8-K 1 file1.htm FORM 8-K

UNITED STATES
    
SECURITIES AND EXCHANGE COMMISSION

Washington, D.C. 20549

FORM 8-K
    
CURRENT REPORT

Pursuant to Section 13 or 15(d) of the
Securities and Exchange Act of 1934

Date of Report (Date of Earliest Event Reported):
February 4, 2008

CHIQUITA BRANDS INTERNATIONAL, INC.

(Exact name of registrant as specified in its charter)


New Jersey
(State or other
jurisdiction of
incorporation)
1-1550
(Commission
File Number)
04-1923360
(IRS Employer
Identification No.)
250 East Fifth Street, Cincinnati, Ohio 45202
(Address of principal executive offices)
Registrant’s telephone number, including area code:
(513) 784-8000
N/A
(Former Name or Former Address, if Changed Since Last Report)

Check the appropriate box below if the Form 8-K filing is intended to simultaneously satisfy the filing obligation of the registrant under any of the following provisions (see General Instruction A.2. below):

[ ]  Written communications pursuant to Rule 425 under the Securities Act (17 CFR 230.425)
[ ]  Soliciting material pursuant to Rule 14a-12 under the Exchange Act (17 CFR 240.14a-12)
[ ]  Pre-commencement communications pursuant to Rule 14d-2(b) under the Exchange Act
(17 CFR 240.14d-2(b))
[ ]  Pre-commencement communications pursuant to Rule 13e-4(c) under the Exchange Act
(17 CFR 240.13e-4(c))




Item 8.01 Other Events

On February 4, 2008, Chiquita Brands International, Inc. issued a press release (the ‘‘Refinancing Press Release’’) announcing that it has achieved the requisite number of consents to amend the terms of its Indenture dated as of September 28, 2004 between the company and LaSalle Bank National Association, as Trustee (the ‘‘Indenture’’) with respect to the company’s 7½% Senior Notes due 2014. The amendment has been executed but will not be effective unless the company issues convertible notes in an aggregate amount of at least $125 million on or prior to February 15, 2008. The company also announced that its main operating subsidiary, Chiquita Brands L.L.C. (‘‘CBL’’), and the company have entered into a commitment letter, dated February 4, 2008 (the ‘‘Commitment Letter’’), with Coöperatieve Centrale Raiffeisen-Boerenleenbank B.A., ‘‘Rabobank Nederland,’’ New York Branch (‘‘Rabobank’’), to refinance CBL’s existing revolving credit facility and a portion of CBL’s term loan. Completion of the new credit facility with Rabobank is conditioned on the issuance of $150 million of convertible notes. A copy of the Refinancing Press Release is attached to this form 8-K as Exhibit 99.1.

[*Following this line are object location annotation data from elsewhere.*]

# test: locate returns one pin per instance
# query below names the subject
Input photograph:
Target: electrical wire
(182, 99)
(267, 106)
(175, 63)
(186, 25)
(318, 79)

On February 4, 2008, the company also issued a press release (the ‘‘Convertible Notes Press Release’’) announcing that it intends to offer $150 million of Convertible Senior Notes due 2016 (the ‘‘Notes’’) under the company’s existing shelf registration statement. A copy of the Convertible Notes Press Release is attached to this form 8-K as Exhibit 99.2.

In connection with the company’s proposed offering of Notes, the company has prepared a description of the Commitment Letter. The company is filing this description, which is attached hereto as Exhibit 99.3, in order to place the information contained therein on file with the Securities and Exchange Commission under the Securities Exchange Act of 1934.

Item 9.01 Financial Statements and Exhibits

The following material is filed as an exhibit to this Current Report on Form 8-K:

(d) Exhibits

99.1 Refinancing Press Release, dated February 4, 2008.

99.2 Convertible Notes Press Release, dated February 4, 2008.

99.3 Disclosure of Commitment Letter.





SIGNATURES

Pursuant to the requirements of the Securities Exchange Act of 1934, the Registrant has duly caused this report to be signed on its behalf by the undersigned hereunto duly authorized.


Date: February 6, 2008 CHIQUITA BRANDS INTERNATIONAL, INC.
  By: /s/ James E. Thompson                                        
      James E. Thompson
Senior Vice President, General Counsel
and Secretary




Exhibit Index

99.1 Refinancing Press Release, dated February 4, 2008.

99.2 Convertible Notes Press Release, dated February 4, 2008.

99.3 Disclosure of Commitment Letter.